BU sophomore Justin Nardella has access to his school’s extensive “Learn from Anywhere” program, allowing students to return to campus for a mix of in-person and online classes, should they choose. Nardella is opting for online only. 

“I do anticipate online classes to be more difficult than in-person classes,” said Nardella. “But my plan is to live at home and travel to campus a couple of times per week since I am fortunate enough to live within 30 minutes of Boston.” 

There is also the question of dining hall access facing freshmen, such as Schena and High Point University freshman Ashley Sjoberg, who won’t have access to their own kitchens. 

“I will have to get a dining plan because I need food, but I think they’re doing outdoor seating and only a few to a table,” said Sjoberg. 

According to its website, HPU, located in North Carolina, has a total undergraduate population of 4,500. All classes will be in-person, albeit with social distancing measures and mandatory mask-wearing, said Sjoberg.

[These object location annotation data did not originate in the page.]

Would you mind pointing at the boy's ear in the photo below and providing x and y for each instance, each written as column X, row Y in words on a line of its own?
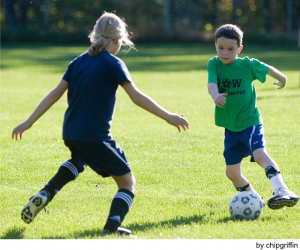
column 240, row 48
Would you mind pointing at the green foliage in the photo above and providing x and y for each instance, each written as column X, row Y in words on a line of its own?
column 182, row 191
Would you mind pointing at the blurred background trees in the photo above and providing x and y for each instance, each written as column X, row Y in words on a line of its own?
column 64, row 21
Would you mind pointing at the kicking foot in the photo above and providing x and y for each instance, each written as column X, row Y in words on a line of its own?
column 34, row 206
column 283, row 197
column 120, row 232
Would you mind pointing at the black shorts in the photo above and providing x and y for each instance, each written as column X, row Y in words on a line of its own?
column 106, row 158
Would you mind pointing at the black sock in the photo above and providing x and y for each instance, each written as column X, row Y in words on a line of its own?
column 66, row 173
column 119, row 208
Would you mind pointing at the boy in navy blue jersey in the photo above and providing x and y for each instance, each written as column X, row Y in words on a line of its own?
column 92, row 80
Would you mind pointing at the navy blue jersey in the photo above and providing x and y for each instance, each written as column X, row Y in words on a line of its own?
column 93, row 84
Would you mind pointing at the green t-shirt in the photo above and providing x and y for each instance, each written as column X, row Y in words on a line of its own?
column 240, row 111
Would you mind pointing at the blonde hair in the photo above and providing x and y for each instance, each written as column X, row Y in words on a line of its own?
column 108, row 28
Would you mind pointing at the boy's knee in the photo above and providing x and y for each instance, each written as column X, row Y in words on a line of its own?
column 232, row 174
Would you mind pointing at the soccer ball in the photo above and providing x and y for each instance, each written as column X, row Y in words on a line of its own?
column 245, row 205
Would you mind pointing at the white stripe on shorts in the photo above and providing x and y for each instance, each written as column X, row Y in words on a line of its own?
column 71, row 167
column 125, row 197
column 250, row 140
column 114, row 151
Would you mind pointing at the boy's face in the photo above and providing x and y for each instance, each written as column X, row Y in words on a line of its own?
column 227, row 50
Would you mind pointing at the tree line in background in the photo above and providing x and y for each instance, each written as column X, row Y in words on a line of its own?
column 149, row 20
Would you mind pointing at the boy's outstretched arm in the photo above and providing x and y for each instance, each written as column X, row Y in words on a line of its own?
column 44, row 105
column 275, row 73
column 151, row 106
column 219, row 99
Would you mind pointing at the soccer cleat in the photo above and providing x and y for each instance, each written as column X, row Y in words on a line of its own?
column 283, row 197
column 120, row 232
column 34, row 206
column 262, row 202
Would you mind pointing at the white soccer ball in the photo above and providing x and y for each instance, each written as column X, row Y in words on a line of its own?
column 245, row 205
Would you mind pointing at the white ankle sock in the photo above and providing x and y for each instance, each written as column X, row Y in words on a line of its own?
column 277, row 182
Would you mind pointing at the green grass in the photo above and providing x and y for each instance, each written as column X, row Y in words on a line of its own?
column 182, row 191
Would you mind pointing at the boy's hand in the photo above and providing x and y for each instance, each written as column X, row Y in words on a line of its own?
column 220, row 99
column 178, row 121
column 280, row 84
column 18, row 131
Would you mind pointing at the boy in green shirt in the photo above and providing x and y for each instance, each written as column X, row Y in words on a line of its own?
column 231, row 86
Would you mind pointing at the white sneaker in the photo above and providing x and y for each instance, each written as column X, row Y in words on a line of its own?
column 283, row 197
column 34, row 206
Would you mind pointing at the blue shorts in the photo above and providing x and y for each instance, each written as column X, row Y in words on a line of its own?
column 239, row 145
column 105, row 158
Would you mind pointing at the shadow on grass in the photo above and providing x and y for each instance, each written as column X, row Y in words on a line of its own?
column 273, row 96
column 14, row 233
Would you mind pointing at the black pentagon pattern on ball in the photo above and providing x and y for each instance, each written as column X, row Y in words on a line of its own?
column 247, row 211
column 235, row 199
column 245, row 200
column 256, row 214
column 254, row 196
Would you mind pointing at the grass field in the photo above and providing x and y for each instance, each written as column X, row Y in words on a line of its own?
column 182, row 191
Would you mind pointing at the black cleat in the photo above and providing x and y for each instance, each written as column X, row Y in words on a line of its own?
column 34, row 206
column 120, row 232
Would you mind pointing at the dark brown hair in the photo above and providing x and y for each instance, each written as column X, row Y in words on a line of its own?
column 230, row 31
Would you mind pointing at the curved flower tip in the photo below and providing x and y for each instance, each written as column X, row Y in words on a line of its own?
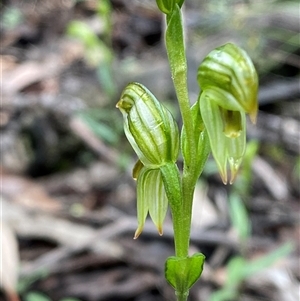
column 229, row 86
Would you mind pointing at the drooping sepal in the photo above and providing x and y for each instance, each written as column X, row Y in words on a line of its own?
column 182, row 272
column 149, row 126
column 151, row 197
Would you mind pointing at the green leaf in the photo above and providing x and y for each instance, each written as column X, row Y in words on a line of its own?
column 239, row 217
column 182, row 273
column 36, row 296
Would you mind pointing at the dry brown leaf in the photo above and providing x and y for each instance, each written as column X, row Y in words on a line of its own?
column 27, row 193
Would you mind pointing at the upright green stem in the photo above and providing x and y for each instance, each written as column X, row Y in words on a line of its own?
column 178, row 65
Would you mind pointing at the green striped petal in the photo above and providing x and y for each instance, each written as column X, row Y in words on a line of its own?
column 149, row 126
column 230, row 72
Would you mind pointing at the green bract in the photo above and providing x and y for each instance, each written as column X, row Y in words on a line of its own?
column 149, row 126
column 229, row 86
column 166, row 6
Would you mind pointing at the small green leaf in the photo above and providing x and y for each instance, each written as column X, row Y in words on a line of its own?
column 182, row 273
column 166, row 6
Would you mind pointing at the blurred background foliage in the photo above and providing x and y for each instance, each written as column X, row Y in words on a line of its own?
column 60, row 116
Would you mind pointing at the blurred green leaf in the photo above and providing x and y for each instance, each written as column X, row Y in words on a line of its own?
column 268, row 260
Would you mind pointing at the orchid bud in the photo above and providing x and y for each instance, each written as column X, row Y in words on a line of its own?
column 149, row 126
column 229, row 71
column 229, row 90
column 151, row 197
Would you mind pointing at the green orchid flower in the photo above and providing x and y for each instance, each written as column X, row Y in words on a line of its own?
column 149, row 126
column 229, row 86
column 152, row 198
column 153, row 134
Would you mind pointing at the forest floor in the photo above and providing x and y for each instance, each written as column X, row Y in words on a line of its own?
column 68, row 202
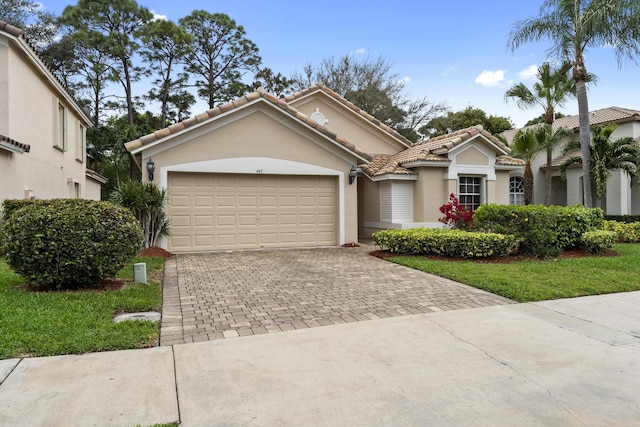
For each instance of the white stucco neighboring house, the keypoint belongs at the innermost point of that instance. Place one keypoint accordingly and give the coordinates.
(42, 129)
(621, 199)
(311, 169)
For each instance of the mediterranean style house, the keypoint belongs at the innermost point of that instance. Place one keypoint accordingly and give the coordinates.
(621, 198)
(311, 169)
(42, 129)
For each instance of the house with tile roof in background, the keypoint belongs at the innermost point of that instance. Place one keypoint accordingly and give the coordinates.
(311, 169)
(42, 128)
(621, 198)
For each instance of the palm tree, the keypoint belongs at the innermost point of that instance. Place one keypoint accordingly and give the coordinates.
(573, 26)
(525, 145)
(606, 156)
(553, 88)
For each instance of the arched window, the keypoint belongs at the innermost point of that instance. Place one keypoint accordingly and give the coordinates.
(516, 190)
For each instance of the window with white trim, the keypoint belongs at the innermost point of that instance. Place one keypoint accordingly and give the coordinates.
(59, 125)
(470, 191)
(516, 190)
(81, 143)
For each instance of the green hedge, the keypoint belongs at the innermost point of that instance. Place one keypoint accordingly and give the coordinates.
(69, 243)
(540, 230)
(623, 218)
(625, 232)
(445, 242)
(598, 240)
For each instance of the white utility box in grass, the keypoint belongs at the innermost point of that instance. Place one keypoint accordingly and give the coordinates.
(140, 272)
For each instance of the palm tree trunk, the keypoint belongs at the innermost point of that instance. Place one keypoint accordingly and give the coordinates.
(585, 139)
(528, 184)
(547, 177)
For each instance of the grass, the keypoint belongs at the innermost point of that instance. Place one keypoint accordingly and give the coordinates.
(538, 280)
(53, 323)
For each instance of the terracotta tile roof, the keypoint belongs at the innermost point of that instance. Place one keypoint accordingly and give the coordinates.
(596, 117)
(509, 161)
(13, 143)
(8, 28)
(384, 164)
(214, 112)
(351, 106)
(557, 161)
(26, 45)
(96, 176)
(433, 150)
(443, 143)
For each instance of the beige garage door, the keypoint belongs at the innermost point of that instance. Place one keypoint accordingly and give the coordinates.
(225, 211)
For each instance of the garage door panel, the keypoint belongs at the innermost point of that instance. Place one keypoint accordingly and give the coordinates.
(223, 211)
(226, 220)
(203, 221)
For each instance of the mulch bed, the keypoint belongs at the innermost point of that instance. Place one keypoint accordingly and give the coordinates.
(104, 285)
(502, 260)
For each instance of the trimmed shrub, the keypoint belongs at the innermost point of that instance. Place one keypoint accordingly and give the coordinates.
(598, 241)
(445, 242)
(540, 230)
(70, 243)
(623, 218)
(626, 232)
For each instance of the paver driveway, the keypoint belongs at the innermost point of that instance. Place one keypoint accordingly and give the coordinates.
(222, 295)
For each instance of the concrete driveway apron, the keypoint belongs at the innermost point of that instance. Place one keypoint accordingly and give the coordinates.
(223, 295)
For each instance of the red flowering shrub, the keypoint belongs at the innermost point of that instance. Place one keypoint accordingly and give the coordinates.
(456, 215)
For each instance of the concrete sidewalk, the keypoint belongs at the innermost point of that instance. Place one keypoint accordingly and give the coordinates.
(566, 362)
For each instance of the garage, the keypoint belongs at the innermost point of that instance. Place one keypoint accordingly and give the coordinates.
(219, 211)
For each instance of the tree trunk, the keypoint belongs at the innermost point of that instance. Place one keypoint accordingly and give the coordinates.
(528, 184)
(547, 177)
(579, 75)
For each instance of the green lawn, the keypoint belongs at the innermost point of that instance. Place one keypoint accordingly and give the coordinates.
(537, 280)
(51, 323)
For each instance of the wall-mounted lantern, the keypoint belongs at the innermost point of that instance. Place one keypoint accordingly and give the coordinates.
(353, 173)
(151, 168)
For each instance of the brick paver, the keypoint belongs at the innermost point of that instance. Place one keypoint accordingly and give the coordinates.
(235, 294)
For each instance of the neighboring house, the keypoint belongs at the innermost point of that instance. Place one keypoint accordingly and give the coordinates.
(311, 169)
(42, 129)
(621, 199)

In comparison, VCU’s website states its total undergraduate population is 23,172. 

Endicott College in Beverly plans to be a fully residential campus in the fall, much like HPU. While Sjoberg doesn’t have the option to commute, Endicott junior Cooper Marengi does. 

“I’ve been talking about commuting a lot with my mom and my dad recently,” Marengi said. He raises a sticking point for many students and parents alike. “Why am I going to pay full tuition to go take online classes or see no more than nine people in the same spot?”

Though Endicott currently has no intention of online learning, its website does reveal tentative plans to repurpose campus common areas to better accommodate social distancing guidelines. As Marengi foresaw, that’s university-speak for an indefinite end to students’ social lives. 

Marengi’s younger brother, Clayton, was set to play football at Endicott as a freshman this fall. Endicott has since delayed the season into 2021, though the boys’ parents, Kristine and David, remain optimistic about the situation as a whole. 

“We do feel comfortable as parents sending them to college in the fall,” Kristine said. “The mental, physical, and educational consequences of keeping my kids behind a computer all day in their bedroom is why we’re leaning this way. They’re excited and eager to get back to normal life, and we have confidence in knowing they will both do it as safely as possible.”